What is your favorite part of the job?
Giving students hope! I work at one of the greatest school districts in the nation! I get to collaborate and work with an amazing team at Eleanor Roosevelt High School and Citrus Hills Intermediate School in the Corona-Norco Unified School District. I love helping students reach higher for more education or training as well as helping students with their mental health and academic success. I am most passionate about helping students with financial aid. I have amazing mentors including an administrator, college/financial aid representatives, educators, school counselors, and state and national leaders that I get to call on anytime. I am forever grateful for them. They support me, encourage me, and keep it real.

How has NACAC played a role in your career?
Throughout the years, NACAC has helped me build relationships with college representatives and collaborate with them to better assist my students. I love the conferences because I get to network with other school counselors and college representatives. I also get to learn from some amazing educators.

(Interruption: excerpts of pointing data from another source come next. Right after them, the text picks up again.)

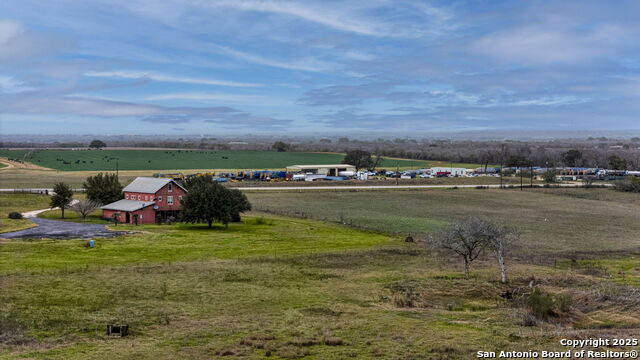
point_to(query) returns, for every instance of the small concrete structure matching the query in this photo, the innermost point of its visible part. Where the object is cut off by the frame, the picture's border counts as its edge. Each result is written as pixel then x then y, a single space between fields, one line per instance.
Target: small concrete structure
pixel 448 171
pixel 327 170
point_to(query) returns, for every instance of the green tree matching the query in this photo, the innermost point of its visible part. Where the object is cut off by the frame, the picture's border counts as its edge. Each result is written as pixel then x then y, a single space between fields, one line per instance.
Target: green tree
pixel 617 163
pixel 281 146
pixel 103 188
pixel 208 201
pixel 361 159
pixel 97 144
pixel 572 157
pixel 62 196
pixel 549 176
pixel 517 161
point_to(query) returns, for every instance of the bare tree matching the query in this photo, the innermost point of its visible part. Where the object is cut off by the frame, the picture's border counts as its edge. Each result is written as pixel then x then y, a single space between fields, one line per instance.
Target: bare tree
pixel 499 241
pixel 470 237
pixel 85 207
pixel 462 237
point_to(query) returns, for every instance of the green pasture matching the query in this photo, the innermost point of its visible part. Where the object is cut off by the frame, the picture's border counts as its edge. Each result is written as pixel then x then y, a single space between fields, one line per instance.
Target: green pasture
pixel 308 287
pixel 552 221
pixel 19 203
pixel 108 160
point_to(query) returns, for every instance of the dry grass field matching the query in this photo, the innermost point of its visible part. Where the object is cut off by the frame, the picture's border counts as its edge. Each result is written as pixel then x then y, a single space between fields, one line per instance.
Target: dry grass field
pixel 307 287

What do you think is the biggest challenge facing our profession today?
Equity and access. We need more school counselors to provide the support students need with their mental health, college/career planning, and academic success. Students prefer help from someone who looks like them and understands them. The pandemic has created a lot of challenges. We are seeing a lot of students having a tough time adjusting back to a sense of normalcy. Many are experiencing anxiety, struggles with their mental health, and a lack of social skills.

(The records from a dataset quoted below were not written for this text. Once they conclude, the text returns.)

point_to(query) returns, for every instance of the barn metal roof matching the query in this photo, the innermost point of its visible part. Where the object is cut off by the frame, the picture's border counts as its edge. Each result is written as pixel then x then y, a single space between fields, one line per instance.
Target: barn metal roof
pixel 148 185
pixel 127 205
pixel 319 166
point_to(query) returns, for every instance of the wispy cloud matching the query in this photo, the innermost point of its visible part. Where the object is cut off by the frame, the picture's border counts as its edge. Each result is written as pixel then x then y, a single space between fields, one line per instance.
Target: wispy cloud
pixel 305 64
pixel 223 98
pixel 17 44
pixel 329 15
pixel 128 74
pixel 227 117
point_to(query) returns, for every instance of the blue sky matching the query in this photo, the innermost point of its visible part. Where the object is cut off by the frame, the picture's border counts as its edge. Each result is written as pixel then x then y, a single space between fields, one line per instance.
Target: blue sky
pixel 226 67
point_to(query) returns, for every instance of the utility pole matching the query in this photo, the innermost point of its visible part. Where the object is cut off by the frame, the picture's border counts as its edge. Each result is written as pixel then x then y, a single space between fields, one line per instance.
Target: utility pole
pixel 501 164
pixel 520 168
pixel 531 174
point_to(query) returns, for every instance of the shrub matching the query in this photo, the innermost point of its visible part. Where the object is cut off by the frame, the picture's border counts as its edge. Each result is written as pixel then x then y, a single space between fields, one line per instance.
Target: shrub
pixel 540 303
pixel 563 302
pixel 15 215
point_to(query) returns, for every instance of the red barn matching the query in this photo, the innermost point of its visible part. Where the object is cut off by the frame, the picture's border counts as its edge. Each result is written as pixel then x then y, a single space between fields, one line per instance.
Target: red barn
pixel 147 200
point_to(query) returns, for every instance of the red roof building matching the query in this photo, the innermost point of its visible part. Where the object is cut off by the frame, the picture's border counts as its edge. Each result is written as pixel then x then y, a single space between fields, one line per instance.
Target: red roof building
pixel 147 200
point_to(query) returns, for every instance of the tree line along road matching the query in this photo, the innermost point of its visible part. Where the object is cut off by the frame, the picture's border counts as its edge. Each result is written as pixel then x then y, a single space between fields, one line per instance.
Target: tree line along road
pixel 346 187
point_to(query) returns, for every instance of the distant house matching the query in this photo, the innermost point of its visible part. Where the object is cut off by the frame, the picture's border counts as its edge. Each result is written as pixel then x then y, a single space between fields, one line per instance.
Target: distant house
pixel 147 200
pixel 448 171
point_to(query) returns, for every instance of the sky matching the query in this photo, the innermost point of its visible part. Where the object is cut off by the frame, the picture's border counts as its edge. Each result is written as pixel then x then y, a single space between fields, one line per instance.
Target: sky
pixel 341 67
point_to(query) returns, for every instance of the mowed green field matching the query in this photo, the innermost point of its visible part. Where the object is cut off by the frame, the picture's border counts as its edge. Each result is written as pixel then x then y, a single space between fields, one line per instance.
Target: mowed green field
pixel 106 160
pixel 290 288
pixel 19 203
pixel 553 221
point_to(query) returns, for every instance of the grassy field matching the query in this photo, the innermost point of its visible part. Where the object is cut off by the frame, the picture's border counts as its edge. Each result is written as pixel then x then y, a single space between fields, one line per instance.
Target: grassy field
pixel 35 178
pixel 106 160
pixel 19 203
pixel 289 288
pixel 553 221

When you are not working, what do you like to do?
I love going to the beach, surfing, spending time with family and friends, playing basketball, doing yoga, running, and interviewing people for our podcast Reach Higher Riverside. I also enjoy volunteering with the NACAC Ad Hoc Committee on Engaging Public High School Counselors, American School Counselor Association Postsecondary Affinity Group, California Association of School Counselors, WACAC Government and Relations and Advocacy Committee, Leukemia and Lymphoma Society Students of the Year, When We All Vote My School Votes, Sallie Mae School Counselor Advisory Committee, Common App, and local animal shelters, as well as being a mentor for TN Achieves. I am also part of an anti-racism, equity, and access book club with some school counselors across the nation.

What five words would you use to describe yourself?
Relentless, kind, student advocate, hardworking, and dedicated.